I’ve been a foster parent since November of 2016. T came to live with me a week before Thanksgiving. He learned that broken pencil joke shortly after that, and he told it ad nauseam to anyone who would listen (and to plenty of people who weren’t listening). Telling jokes was one of the ways we connected early on.
But that’s not the only reason I named this space A Broken Pencil. When he got really mad, T broke stuff. He snapped numerous pencils in half in fits of rage. Unfortunately, so did I. I’m not proud of that fact. Though, it was pretty funny to see his reaction the first time I matched his tone and volume and broke the pencil I was holding–trying to show him how ineffective his behavior was. I also got a sliver, which wasn’t so funny.

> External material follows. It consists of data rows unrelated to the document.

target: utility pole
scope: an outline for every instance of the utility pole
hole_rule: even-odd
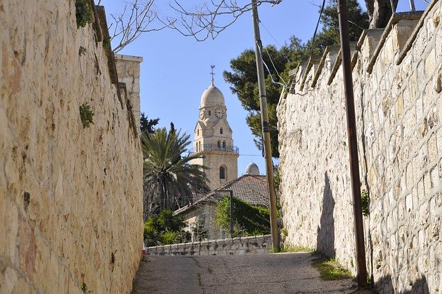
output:
[[[265,157],[265,170],[267,175],[267,186],[270,196],[270,230],[273,248],[279,250],[279,232],[276,221],[276,194],[273,183],[273,165],[271,161],[271,149],[270,147],[270,129],[269,127],[269,113],[267,112],[267,98],[265,92],[265,79],[264,78],[264,65],[262,64],[262,43],[260,35],[259,19],[256,0],[251,0],[252,17],[253,19],[253,32],[255,33],[255,55],[256,57],[256,70],[258,84],[260,92],[260,105],[261,108],[261,122],[262,126],[262,141],[264,143],[264,156]]]
[[[364,243],[364,226],[363,223],[361,201],[361,184],[359,176],[359,158],[356,136],[353,77],[350,59],[350,42],[348,33],[348,9],[347,0],[338,0],[339,33],[340,35],[340,52],[343,60],[344,86],[345,88],[345,110],[347,111],[347,128],[348,148],[350,159],[350,175],[353,196],[353,213],[354,215],[355,241],[356,246],[356,264],[358,286],[367,286],[367,265],[365,263],[365,245]]]

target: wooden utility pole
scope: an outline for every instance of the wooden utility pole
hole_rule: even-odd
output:
[[[361,201],[361,184],[359,176],[359,158],[356,136],[353,77],[350,59],[350,42],[348,33],[348,9],[347,0],[338,0],[339,33],[340,35],[340,52],[343,60],[344,86],[345,88],[345,110],[347,111],[347,128],[348,148],[350,158],[350,175],[353,196],[353,213],[356,247],[356,264],[358,285],[360,288],[367,286],[367,265],[365,263],[365,245],[364,243],[364,226]]]
[[[279,250],[279,232],[276,221],[276,194],[273,183],[273,165],[271,161],[271,149],[270,147],[270,129],[269,127],[269,114],[267,112],[267,98],[265,92],[265,79],[264,77],[264,65],[262,64],[262,48],[260,35],[259,19],[256,0],[251,0],[252,17],[253,19],[253,32],[255,33],[255,55],[256,57],[256,70],[260,93],[260,105],[261,109],[261,122],[262,126],[262,141],[264,143],[264,156],[265,157],[265,170],[267,174],[267,186],[270,196],[270,230],[273,248]]]

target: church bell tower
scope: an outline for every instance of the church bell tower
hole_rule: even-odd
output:
[[[232,130],[227,122],[227,108],[222,93],[213,83],[204,91],[200,104],[200,118],[194,130],[193,151],[204,156],[193,163],[205,170],[213,190],[238,178],[239,149],[233,145]]]

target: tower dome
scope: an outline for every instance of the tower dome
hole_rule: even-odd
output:
[[[224,95],[213,82],[206,89],[201,96],[200,107],[224,105]]]
[[[251,163],[246,167],[245,174],[251,174],[252,176],[259,176],[260,169],[256,163]]]

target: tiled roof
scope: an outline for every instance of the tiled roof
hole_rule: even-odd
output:
[[[269,191],[266,176],[244,174],[216,189],[195,201],[192,205],[187,205],[175,212],[179,214],[192,208],[197,208],[207,202],[216,203],[228,192],[220,190],[233,190],[233,196],[252,205],[269,206]]]

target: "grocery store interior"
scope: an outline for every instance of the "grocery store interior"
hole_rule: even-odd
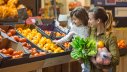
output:
[[[87,27],[92,29],[89,13],[99,7],[112,16],[106,15],[116,40],[111,39],[108,46],[115,44],[115,49],[107,49],[105,42],[99,43],[89,36],[80,37],[84,29],[80,26],[72,29],[76,19],[82,21],[87,17],[76,18],[80,9],[88,14]],[[127,0],[0,0],[0,10],[0,72],[127,72]],[[84,15],[81,13],[79,15]],[[106,48],[110,61],[104,65],[105,59],[100,58],[103,63],[98,62],[99,67],[95,65],[95,69],[100,70],[96,71],[92,69],[91,58],[96,58],[97,63],[95,56],[101,55],[99,48]],[[89,54],[90,49],[94,53]],[[118,59],[118,64],[113,64],[113,59]],[[105,69],[107,66],[110,67]]]

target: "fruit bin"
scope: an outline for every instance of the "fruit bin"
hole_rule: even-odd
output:
[[[2,57],[0,67],[21,64],[24,62],[24,59],[28,59],[30,55],[21,44],[7,38],[2,40],[0,51],[0,56]],[[21,63],[19,61],[21,61]]]
[[[61,45],[55,45],[52,42],[52,39],[48,36],[45,36],[45,34],[42,33],[39,29],[37,29],[38,27],[36,27],[35,25],[26,26],[23,24],[16,24],[15,28],[17,29],[19,33],[21,33],[21,35],[26,37],[34,45],[38,46],[40,49],[49,53],[47,55],[48,58],[52,56],[53,57],[57,56],[59,53],[63,55],[66,54],[66,51],[64,50],[63,47],[61,47]],[[25,33],[29,33],[30,35],[25,34],[24,31],[26,31]],[[32,38],[29,36],[31,36]]]
[[[8,36],[6,33],[9,33],[9,30],[14,29],[14,27],[8,26],[8,25],[4,25],[4,26],[2,26],[1,29],[5,31],[5,33],[3,33],[3,32],[2,33],[4,35]],[[34,59],[33,57],[35,57],[36,60],[45,59],[45,54],[46,53],[43,50],[41,50],[40,48],[38,48],[36,45],[31,43],[29,40],[24,38],[18,32],[16,32],[16,30],[15,30],[15,33],[13,35],[11,35],[11,36],[8,36],[8,38],[10,40],[12,40],[12,41],[20,43],[26,51],[30,52],[30,58]]]
[[[63,32],[62,30],[60,30],[59,28],[57,27],[53,27],[52,29],[46,27],[46,28],[37,28],[39,29],[40,32],[45,32],[48,36],[50,36],[50,38],[52,40],[58,40],[60,38],[62,38],[63,36],[66,35],[65,32]],[[57,36],[56,36],[57,34]],[[59,36],[58,36],[59,35]],[[63,35],[63,36],[62,36]],[[64,44],[61,44],[61,46],[63,46],[63,48],[67,51],[71,51],[71,46],[70,46],[70,42],[66,42]]]

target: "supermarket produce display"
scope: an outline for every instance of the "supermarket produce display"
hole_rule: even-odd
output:
[[[0,25],[0,67],[25,64],[68,55],[63,46],[36,25]]]

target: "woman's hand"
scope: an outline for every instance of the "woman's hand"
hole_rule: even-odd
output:
[[[36,22],[34,17],[29,17],[26,19],[26,24],[34,24]]]
[[[93,65],[94,65],[96,68],[98,68],[98,69],[101,68],[101,67],[99,66],[99,64],[96,62],[96,58],[95,58],[95,57],[91,57],[90,60],[91,60],[91,62],[93,63]]]
[[[56,43],[56,44],[62,44],[61,40],[53,40],[53,42]]]

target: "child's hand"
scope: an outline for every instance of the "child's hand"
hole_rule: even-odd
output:
[[[34,17],[29,17],[26,19],[26,24],[34,24],[36,22]]]
[[[60,41],[60,40],[53,40],[53,42],[56,44],[62,44],[62,41]]]
[[[105,59],[103,61],[103,65],[109,65],[111,63],[111,60],[110,59]]]
[[[95,57],[91,57],[90,60],[91,60],[91,62],[94,64],[94,66],[95,66],[96,68],[101,69],[101,67],[99,66],[99,64],[96,62]]]

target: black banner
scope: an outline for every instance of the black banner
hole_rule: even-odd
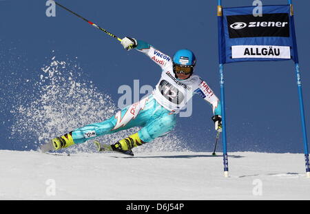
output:
[[[278,36],[289,37],[287,13],[227,16],[229,38]]]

Broken pencils were one of the many signs we’d had a really hard, awful day. We had lots of those. But, sometimes, he recited Calvin and Hobbes with perfect timing and an innocent sideglance, hardly aware of how clever he was being–and I loved it. Those days (usually) made it worth it.
T lived with me for two and a half years. I’ve had a range of respite and short-term placements since then, and when I have time, I tell those stories in this space.
I’m going to do my best to start every post with a quote from Calvin and Hobbes. T’s second-grade teacher introduced him to the comic, and he read it for hours on end. It provided us with untold laughs and became a sign of progress and hope.